Berubah!!!!
Pagi hari kunikmati sarapan sepuluh
soal matematika yang memusingkan. Sudah empat puluh menit aku menggeluti soal-soal
itu, namun baru tiga soal yang dapat kuselesaikan. Entahlah, untuk orang yang
tidak pandai matematika sepertiku, ini sangat sulit dan butuh banyak waktu
menyelesaikannya.
Nampaknya,
ini pun terjadi pada rekanku sebangku, Regga. Sejak tadi ia hanya memainkan
pulpen. Kertas buram yang disediakan guru mata pelajaran untuk mengotret hanya
dikotori sekitar dua persennya. Aku yakin, Regga jauh lebih suka bergelut yang
sesungguhnya melawan monster-monster pengganggu di alam khayal, karena aku pun
merasa demikian.
Jika diibaratkan, soal matematika
bagaikan monster yang menyerang tiada henti, sayangnya kami tak punya daya
untuk berubah. Ada energi jahat yang menghalangi kami, pak guru! Kami terjebak
dalam keadaan yang amat menyulitkan, terdesak. Ini mirip dengan saat pertama
aku dan Regga dibawa ke alam khayal oleh guru.

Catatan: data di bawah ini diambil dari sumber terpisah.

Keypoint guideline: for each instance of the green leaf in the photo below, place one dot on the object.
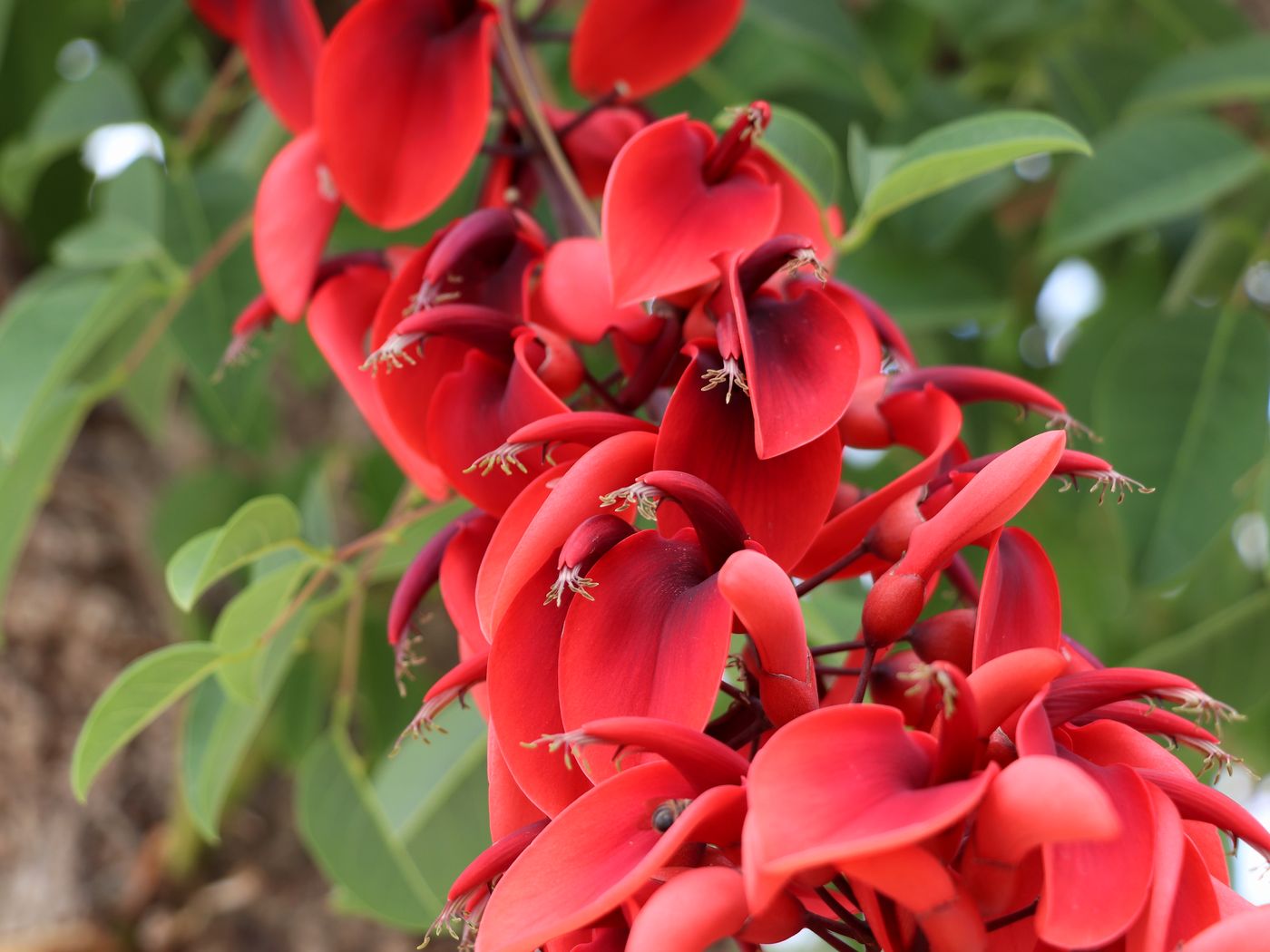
(1146, 173)
(1237, 72)
(245, 618)
(1181, 403)
(27, 480)
(219, 730)
(349, 835)
(107, 241)
(959, 151)
(806, 151)
(259, 527)
(47, 332)
(143, 689)
(1221, 651)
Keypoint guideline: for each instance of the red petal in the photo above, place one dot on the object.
(663, 224)
(645, 44)
(338, 320)
(1094, 891)
(282, 41)
(764, 598)
(781, 501)
(653, 643)
(523, 545)
(838, 784)
(524, 700)
(1019, 606)
(403, 97)
(802, 364)
(700, 905)
(593, 856)
(292, 221)
(927, 422)
(574, 296)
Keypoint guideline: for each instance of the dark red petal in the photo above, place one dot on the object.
(663, 224)
(653, 644)
(294, 218)
(523, 695)
(764, 598)
(338, 320)
(802, 364)
(701, 907)
(781, 501)
(282, 41)
(574, 296)
(1019, 605)
(593, 856)
(645, 44)
(403, 97)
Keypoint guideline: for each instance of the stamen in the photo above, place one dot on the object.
(429, 296)
(923, 676)
(729, 374)
(504, 459)
(643, 497)
(1206, 710)
(1107, 481)
(571, 578)
(806, 257)
(393, 352)
(327, 184)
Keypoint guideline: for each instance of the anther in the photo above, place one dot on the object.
(729, 374)
(504, 459)
(641, 495)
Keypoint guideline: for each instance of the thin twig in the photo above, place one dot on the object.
(209, 108)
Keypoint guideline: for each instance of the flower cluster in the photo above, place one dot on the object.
(650, 423)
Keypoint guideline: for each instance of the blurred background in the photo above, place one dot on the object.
(1134, 285)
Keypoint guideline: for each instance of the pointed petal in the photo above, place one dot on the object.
(781, 501)
(524, 697)
(663, 224)
(1019, 605)
(842, 783)
(338, 319)
(653, 643)
(1095, 890)
(282, 41)
(701, 907)
(764, 598)
(593, 856)
(294, 218)
(397, 80)
(645, 44)
(574, 296)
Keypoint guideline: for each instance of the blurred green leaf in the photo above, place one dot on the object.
(1237, 72)
(806, 150)
(245, 618)
(27, 479)
(143, 689)
(1181, 403)
(259, 527)
(352, 840)
(219, 730)
(48, 330)
(107, 241)
(1146, 173)
(961, 151)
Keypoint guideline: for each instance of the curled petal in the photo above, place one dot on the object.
(402, 103)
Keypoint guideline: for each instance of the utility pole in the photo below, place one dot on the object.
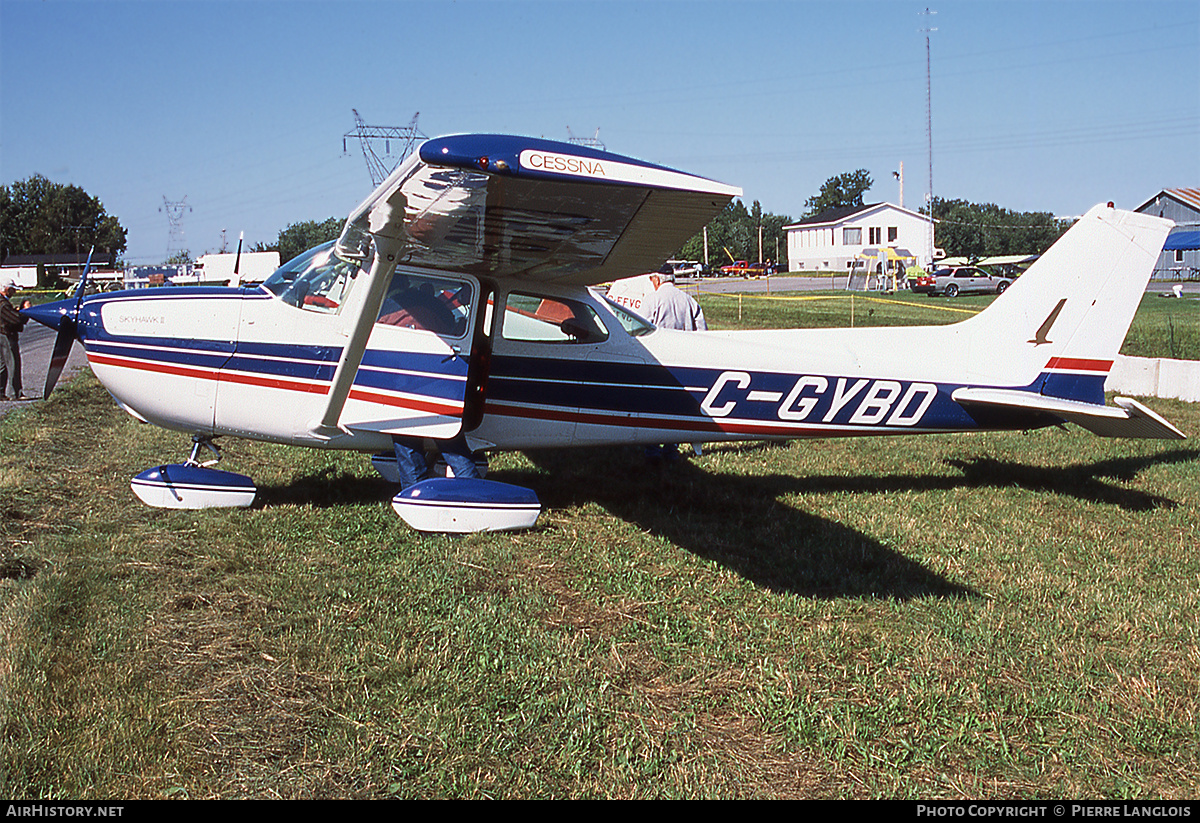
(929, 131)
(177, 242)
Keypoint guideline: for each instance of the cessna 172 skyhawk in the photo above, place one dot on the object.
(456, 300)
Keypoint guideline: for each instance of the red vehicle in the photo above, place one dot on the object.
(743, 269)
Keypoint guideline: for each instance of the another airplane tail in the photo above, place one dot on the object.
(1066, 318)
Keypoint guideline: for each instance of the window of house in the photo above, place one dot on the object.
(429, 302)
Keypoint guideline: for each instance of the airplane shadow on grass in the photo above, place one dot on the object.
(738, 522)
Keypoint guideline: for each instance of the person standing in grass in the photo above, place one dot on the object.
(667, 307)
(11, 325)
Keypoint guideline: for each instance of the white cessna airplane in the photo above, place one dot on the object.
(456, 300)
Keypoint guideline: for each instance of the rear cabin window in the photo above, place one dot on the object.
(541, 319)
(427, 302)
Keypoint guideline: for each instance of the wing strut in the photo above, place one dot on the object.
(385, 223)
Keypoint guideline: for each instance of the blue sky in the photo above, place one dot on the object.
(240, 107)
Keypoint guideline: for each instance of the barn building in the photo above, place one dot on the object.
(1181, 256)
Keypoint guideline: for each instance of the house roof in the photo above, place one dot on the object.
(97, 258)
(1188, 197)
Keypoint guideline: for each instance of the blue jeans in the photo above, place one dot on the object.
(414, 468)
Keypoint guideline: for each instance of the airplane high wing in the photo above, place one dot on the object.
(505, 206)
(456, 304)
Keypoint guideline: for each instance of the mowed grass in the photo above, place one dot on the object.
(1003, 616)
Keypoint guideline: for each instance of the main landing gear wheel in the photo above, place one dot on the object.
(193, 485)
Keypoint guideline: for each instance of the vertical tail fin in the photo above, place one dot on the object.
(1060, 326)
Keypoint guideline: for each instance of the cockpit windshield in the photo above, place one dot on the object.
(317, 281)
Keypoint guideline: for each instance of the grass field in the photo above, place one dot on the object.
(1003, 616)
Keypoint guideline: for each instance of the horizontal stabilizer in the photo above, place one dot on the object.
(1131, 419)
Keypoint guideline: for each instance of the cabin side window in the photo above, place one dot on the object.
(317, 281)
(543, 319)
(427, 302)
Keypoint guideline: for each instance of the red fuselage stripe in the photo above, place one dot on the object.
(427, 406)
(1080, 365)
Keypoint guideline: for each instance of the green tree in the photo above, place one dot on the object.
(42, 217)
(838, 192)
(984, 229)
(299, 238)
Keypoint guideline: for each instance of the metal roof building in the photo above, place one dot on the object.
(1181, 254)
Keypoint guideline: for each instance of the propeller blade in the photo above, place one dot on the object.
(63, 343)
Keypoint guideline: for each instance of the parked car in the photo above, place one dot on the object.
(685, 268)
(960, 280)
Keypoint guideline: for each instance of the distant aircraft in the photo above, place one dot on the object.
(457, 300)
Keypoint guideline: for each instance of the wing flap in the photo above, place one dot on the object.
(1129, 419)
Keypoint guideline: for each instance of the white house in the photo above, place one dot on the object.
(832, 240)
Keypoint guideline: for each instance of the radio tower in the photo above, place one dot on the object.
(378, 142)
(592, 142)
(929, 132)
(177, 244)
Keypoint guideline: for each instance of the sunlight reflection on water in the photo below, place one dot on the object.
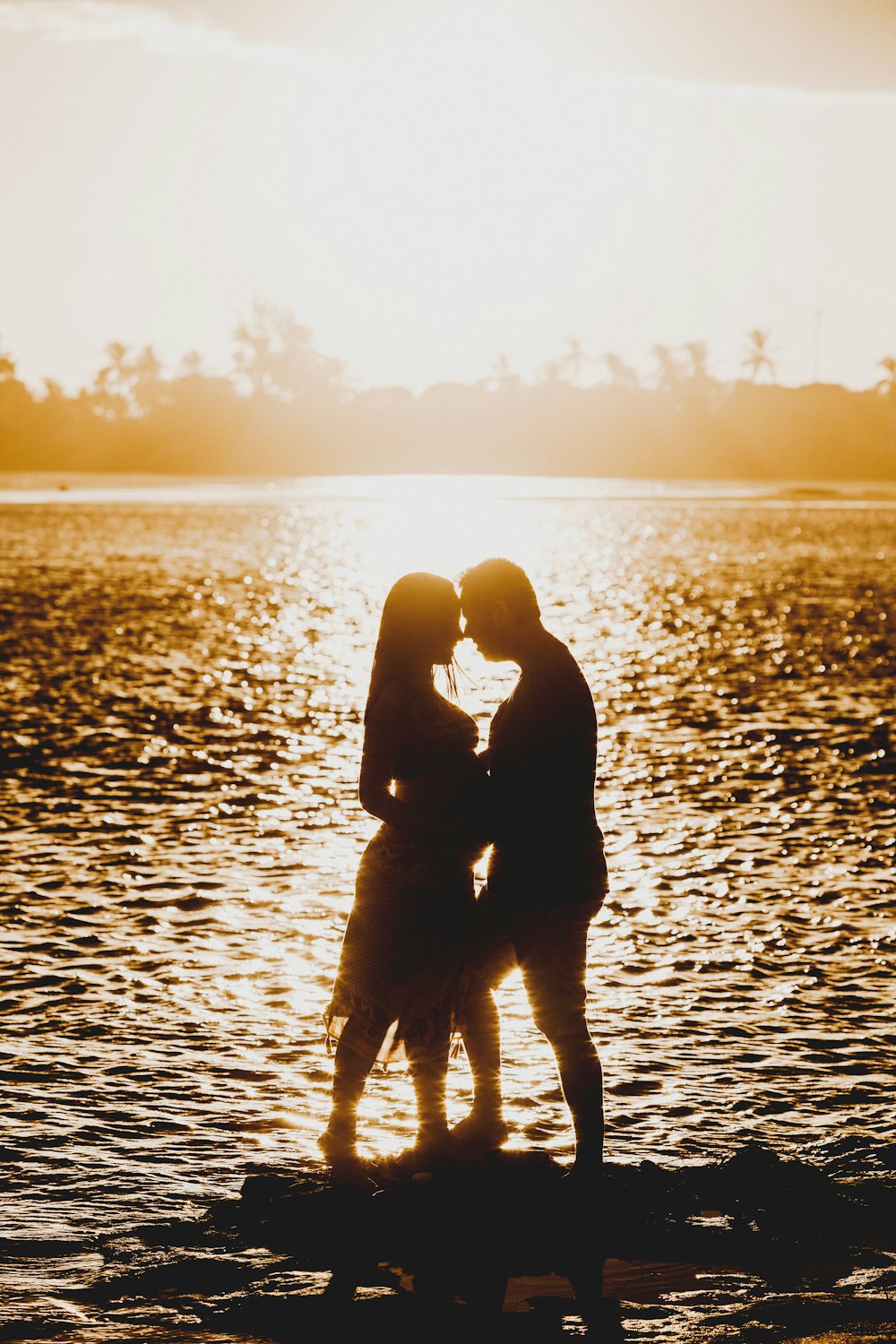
(182, 728)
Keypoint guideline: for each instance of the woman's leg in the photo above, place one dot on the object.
(484, 1126)
(357, 1054)
(429, 1074)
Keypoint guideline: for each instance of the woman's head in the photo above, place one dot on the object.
(419, 626)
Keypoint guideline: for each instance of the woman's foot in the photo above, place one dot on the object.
(482, 1133)
(341, 1155)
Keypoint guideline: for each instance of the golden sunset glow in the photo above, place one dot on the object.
(430, 187)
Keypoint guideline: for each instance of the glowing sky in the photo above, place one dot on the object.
(430, 183)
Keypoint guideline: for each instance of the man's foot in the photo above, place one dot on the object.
(586, 1175)
(482, 1133)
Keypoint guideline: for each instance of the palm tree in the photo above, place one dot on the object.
(758, 355)
(887, 386)
(621, 374)
(669, 368)
(697, 355)
(501, 375)
(573, 360)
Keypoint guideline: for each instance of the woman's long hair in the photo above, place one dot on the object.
(418, 607)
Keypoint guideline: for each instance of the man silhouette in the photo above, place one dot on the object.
(547, 874)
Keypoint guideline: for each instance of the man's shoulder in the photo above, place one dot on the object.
(556, 663)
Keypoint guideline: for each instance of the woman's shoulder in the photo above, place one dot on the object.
(387, 704)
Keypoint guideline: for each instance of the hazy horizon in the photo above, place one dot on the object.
(433, 185)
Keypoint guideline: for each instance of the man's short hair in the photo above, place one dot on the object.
(500, 581)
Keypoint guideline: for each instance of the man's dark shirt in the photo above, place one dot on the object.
(548, 849)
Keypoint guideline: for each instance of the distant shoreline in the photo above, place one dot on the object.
(89, 487)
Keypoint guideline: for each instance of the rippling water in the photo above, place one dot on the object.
(185, 674)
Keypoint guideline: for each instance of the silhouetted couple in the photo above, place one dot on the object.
(421, 954)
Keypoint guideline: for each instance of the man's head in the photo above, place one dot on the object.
(500, 607)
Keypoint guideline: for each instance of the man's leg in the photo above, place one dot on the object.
(552, 954)
(582, 1082)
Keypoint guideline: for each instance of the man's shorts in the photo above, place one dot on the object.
(549, 946)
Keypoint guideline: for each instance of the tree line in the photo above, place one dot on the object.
(285, 409)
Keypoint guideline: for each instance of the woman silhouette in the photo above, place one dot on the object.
(410, 922)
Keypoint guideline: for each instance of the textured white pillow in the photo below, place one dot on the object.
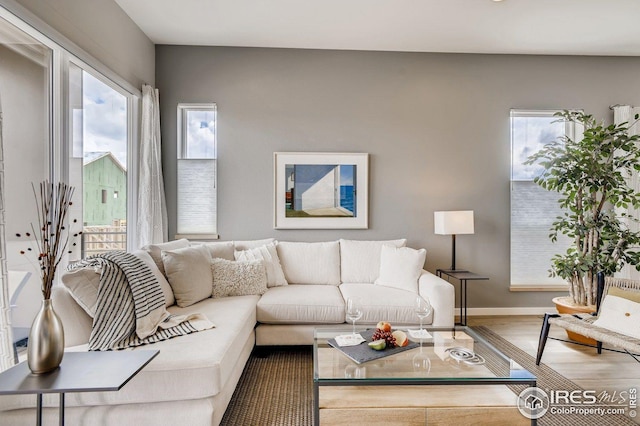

Alam khayal terletak antara alam
nyata dan alam mimpi. Guru membawa kami ke alam khayal melalui alam mimpi. Ia
mengobrak-abrik mimpi kami, lalu menyeret kami ke alam yang lebih dekat dengan
alam nyata itu.
Di sana, kami digiring ke tempat yang tengah digempur
monster-monster. Guru berjanji menjadikan kami super hero untuk melawan
monster-monster itu. Jujur, ada kegirangan di hati ini, sebab aku salah satu
penggila super hero. Siapa tidak senang jika hanya dalam waktu singkat,
seseorang ‘kan menjelma menjadi seperti dambaanya.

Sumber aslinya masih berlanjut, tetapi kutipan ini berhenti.